Offre ClicknClear Universal Music

Crédit photo : Psycho Kev

Une débâcle des droits des Jeux olympiques d’hiver plus tard, le spécialiste des licences de sports chorégraphiés ClicknClear a signé un accord avec Universal Music Group (UMG).

La fondatrice et directrice de ClicknClear, Chantal Epp, s’est rendue sur LinkedIn pour dévoiler ce pacte dans la foulée des problèmes très discutés (du moins dans les cercles de patinage artistique) liés aux licences olympiques.

Pour mettre les non-initiés au courant, à l’approche du début du mois de février, le patineur espagnol Tomas Guarino a indiqué que des obstacles de dernière seconde en matière de licence l’empêchaient d’incorporer des pistes de Minions dans sa routine comme prévu.

En déplorant l’obstacle de la 11e heure, Guarino a également souligné qu’il avait utilisé ClicknClear pour, conformément à son nom, dégager les travaux. Par Sporticocette divulgation a suscité un peu de pointage du doigt entre ClicknClear et l’Union internationale de patinage.

Mais tout est bien qui finit bien : l’indignation des supporters ayant sans aucun doute poussé les choses à avancer, la Fédération royale espagnole des sports de glace révélé que le Minions-une routine inspirée pourrait avancer grâce à l’approbation de chacune des œuvres concernées.

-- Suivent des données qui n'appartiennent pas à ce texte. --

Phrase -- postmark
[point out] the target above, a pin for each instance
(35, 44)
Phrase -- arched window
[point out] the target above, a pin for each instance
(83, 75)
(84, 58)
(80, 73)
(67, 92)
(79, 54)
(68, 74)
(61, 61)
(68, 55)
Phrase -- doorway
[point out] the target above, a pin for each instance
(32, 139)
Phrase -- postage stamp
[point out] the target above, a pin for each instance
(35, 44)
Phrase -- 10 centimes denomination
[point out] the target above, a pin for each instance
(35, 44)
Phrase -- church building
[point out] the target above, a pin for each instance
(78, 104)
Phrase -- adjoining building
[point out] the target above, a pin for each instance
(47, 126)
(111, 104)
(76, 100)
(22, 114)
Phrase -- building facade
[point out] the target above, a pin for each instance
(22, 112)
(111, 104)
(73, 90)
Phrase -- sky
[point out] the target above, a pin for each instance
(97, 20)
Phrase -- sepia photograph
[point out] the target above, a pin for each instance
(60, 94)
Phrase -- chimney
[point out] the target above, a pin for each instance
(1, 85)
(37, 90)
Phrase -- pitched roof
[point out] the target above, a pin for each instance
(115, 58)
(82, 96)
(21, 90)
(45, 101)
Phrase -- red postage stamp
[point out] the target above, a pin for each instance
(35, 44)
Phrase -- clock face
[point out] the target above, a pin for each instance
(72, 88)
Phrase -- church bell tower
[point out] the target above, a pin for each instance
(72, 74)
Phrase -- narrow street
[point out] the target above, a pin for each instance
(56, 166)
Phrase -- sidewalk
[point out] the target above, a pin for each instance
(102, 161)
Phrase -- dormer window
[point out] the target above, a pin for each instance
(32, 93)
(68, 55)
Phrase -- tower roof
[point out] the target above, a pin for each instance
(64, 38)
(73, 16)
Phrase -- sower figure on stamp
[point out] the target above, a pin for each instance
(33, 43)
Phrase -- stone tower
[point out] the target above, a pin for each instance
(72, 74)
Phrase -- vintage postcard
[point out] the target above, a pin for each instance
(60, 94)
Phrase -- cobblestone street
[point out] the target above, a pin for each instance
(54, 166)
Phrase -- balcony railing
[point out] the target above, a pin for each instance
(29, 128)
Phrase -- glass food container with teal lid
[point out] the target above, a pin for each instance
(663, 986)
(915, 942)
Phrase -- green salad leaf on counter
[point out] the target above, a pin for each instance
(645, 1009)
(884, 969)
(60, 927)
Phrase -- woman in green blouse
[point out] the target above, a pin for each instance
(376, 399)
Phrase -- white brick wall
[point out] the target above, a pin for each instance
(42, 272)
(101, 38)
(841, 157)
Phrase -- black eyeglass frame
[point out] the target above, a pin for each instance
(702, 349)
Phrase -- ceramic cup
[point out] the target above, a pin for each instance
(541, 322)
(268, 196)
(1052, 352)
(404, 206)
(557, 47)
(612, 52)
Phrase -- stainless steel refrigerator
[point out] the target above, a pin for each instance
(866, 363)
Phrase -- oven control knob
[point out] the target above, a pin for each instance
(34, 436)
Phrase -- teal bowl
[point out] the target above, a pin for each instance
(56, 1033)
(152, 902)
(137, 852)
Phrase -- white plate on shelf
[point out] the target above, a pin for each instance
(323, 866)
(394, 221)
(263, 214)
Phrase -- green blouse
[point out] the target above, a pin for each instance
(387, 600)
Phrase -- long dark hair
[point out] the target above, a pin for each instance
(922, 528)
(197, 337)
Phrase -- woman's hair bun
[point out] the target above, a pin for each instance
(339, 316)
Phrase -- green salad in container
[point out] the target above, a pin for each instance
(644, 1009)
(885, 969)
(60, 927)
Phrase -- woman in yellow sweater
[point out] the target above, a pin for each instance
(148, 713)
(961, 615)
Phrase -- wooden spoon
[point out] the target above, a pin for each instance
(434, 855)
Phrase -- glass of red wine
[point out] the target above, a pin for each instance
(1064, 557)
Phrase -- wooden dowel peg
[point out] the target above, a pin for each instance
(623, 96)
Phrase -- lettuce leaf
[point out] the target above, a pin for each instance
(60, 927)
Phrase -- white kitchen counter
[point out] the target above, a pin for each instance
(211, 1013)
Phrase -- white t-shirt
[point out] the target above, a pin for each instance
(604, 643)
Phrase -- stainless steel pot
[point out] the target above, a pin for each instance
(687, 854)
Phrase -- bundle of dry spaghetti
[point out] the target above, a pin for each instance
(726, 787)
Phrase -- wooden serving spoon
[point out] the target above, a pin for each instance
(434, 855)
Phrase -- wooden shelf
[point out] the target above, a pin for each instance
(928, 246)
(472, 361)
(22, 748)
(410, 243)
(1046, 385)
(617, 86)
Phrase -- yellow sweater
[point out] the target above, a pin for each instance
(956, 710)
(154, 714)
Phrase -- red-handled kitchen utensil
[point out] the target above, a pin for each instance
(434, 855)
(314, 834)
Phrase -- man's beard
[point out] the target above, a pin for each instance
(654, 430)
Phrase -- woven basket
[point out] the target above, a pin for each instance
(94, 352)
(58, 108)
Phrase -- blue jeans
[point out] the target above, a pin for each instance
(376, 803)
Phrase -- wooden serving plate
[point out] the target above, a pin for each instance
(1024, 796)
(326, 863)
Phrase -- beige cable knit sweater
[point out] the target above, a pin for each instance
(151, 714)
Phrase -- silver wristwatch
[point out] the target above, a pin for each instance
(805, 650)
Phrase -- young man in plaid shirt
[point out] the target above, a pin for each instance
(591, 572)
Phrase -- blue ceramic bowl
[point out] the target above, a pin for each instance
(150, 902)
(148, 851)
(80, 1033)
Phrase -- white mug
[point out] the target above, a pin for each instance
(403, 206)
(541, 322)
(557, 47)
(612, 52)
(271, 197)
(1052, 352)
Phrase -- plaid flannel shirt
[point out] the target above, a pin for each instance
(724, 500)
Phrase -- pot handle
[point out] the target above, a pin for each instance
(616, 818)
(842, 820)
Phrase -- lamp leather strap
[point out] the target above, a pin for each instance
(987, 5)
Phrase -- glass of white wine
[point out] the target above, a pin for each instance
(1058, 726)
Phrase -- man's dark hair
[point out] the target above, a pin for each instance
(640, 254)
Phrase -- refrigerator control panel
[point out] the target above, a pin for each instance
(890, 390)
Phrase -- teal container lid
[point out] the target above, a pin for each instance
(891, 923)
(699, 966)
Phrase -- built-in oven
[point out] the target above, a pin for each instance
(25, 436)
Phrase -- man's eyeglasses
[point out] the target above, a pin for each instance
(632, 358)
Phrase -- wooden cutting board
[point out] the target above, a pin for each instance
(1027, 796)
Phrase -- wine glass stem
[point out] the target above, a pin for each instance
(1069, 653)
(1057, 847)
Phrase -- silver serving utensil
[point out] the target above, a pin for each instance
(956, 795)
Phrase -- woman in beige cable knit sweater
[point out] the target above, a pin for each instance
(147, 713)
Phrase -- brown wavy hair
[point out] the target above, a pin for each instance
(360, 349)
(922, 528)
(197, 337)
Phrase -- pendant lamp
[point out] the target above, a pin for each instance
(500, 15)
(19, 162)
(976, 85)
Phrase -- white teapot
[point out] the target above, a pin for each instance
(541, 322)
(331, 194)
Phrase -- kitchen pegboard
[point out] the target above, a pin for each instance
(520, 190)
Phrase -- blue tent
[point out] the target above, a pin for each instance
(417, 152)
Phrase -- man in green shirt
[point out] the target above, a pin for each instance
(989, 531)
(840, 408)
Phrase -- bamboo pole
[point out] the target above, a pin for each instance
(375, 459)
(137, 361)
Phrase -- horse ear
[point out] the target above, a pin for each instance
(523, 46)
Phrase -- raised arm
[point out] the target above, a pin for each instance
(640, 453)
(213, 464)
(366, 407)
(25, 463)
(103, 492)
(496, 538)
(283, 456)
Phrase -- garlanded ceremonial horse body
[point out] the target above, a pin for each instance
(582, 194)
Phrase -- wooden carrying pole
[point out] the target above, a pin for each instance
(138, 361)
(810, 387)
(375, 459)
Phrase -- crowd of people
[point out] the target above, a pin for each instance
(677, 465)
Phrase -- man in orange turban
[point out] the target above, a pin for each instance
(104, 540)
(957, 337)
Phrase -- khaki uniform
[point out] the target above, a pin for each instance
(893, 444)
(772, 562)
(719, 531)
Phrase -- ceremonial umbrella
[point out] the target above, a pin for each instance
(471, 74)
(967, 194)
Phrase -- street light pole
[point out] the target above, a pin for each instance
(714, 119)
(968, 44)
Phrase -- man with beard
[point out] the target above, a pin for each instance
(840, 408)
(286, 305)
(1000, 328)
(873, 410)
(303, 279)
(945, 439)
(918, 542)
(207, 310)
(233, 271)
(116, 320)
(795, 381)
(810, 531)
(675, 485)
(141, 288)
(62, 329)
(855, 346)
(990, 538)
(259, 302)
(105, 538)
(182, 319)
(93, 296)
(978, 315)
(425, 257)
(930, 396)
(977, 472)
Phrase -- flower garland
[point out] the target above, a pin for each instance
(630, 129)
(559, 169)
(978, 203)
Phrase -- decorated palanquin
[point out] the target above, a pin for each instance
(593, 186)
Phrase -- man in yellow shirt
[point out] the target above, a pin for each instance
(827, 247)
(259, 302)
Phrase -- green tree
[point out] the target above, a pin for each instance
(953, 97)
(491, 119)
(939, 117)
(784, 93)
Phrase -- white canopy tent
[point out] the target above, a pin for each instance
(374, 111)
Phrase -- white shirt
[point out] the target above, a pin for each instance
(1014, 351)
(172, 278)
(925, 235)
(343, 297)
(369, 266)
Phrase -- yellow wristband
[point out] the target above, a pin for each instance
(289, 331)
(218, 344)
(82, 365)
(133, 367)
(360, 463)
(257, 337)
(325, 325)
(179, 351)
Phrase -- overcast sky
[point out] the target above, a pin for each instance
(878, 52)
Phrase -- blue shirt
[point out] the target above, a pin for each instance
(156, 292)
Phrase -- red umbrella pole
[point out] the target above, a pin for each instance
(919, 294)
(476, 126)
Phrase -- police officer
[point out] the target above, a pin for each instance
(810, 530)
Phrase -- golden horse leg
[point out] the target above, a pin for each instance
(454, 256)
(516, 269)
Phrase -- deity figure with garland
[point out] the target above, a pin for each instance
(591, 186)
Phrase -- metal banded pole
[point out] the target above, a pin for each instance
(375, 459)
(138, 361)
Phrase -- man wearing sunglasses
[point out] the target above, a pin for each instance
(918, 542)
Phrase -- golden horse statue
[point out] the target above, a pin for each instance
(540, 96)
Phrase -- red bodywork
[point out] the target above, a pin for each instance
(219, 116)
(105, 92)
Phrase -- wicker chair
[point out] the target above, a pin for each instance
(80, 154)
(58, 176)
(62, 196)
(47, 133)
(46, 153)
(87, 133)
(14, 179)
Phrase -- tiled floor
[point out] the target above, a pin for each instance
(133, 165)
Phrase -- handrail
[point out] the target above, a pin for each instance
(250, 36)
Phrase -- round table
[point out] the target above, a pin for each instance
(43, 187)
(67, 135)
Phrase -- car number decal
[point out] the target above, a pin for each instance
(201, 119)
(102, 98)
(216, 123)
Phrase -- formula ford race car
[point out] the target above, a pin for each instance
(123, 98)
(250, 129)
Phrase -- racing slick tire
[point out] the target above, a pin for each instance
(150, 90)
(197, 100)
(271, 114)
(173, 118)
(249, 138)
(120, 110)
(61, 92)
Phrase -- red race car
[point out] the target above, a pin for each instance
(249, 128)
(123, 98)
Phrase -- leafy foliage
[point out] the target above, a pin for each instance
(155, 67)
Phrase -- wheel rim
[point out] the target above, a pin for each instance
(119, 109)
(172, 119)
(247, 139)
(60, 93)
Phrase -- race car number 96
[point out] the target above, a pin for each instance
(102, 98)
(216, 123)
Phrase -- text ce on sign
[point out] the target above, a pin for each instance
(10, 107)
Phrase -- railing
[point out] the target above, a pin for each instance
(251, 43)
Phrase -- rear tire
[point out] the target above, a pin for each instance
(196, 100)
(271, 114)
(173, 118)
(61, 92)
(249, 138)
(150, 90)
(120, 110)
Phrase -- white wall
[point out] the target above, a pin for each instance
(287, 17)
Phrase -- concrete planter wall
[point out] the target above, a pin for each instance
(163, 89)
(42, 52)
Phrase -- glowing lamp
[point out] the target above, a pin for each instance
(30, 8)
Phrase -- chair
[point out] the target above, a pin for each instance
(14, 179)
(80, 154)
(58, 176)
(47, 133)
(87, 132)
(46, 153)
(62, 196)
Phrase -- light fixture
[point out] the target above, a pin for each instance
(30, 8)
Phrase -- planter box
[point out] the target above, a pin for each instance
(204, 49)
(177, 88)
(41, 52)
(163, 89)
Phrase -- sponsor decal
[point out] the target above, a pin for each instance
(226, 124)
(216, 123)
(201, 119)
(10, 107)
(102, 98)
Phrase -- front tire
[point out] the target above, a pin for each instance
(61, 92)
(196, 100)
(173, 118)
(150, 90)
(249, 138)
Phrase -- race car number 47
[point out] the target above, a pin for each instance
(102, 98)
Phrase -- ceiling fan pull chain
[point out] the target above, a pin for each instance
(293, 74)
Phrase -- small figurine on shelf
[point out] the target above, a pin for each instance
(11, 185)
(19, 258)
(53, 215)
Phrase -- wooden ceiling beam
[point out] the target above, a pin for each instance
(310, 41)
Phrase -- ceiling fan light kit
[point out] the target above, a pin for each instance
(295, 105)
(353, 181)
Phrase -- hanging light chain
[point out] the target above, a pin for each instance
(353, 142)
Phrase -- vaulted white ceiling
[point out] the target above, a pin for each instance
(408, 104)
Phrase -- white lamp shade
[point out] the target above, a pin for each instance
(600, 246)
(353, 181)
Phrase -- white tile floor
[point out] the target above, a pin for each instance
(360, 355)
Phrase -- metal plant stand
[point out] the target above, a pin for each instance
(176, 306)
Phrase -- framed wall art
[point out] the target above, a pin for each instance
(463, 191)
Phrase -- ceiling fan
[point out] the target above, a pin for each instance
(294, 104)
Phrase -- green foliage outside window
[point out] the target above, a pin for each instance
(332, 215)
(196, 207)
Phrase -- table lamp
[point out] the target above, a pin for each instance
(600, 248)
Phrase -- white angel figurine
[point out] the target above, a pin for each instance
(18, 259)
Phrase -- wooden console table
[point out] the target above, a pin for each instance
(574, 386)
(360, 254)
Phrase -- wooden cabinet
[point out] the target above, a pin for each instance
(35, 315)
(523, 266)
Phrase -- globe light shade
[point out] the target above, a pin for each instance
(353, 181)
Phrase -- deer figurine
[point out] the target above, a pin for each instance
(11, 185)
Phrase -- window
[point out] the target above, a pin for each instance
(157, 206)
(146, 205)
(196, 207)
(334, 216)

(Epp a consulté LinkedIn pour décrire ce qui s’est passé : “Après avoir initialement reçu quelques refus pour la musique utilisée dans le mix de routine de Tomas Guarino, l’équipe et moi avons passé le reste de la semaine à essayer frénétiquement d’obtenir l’autorisation pour 3/4 des chansons qui n’étaient pas disponibles instantanément sur notre plateforme, et à transformer un refus d’Universal Pictures en approbation.”)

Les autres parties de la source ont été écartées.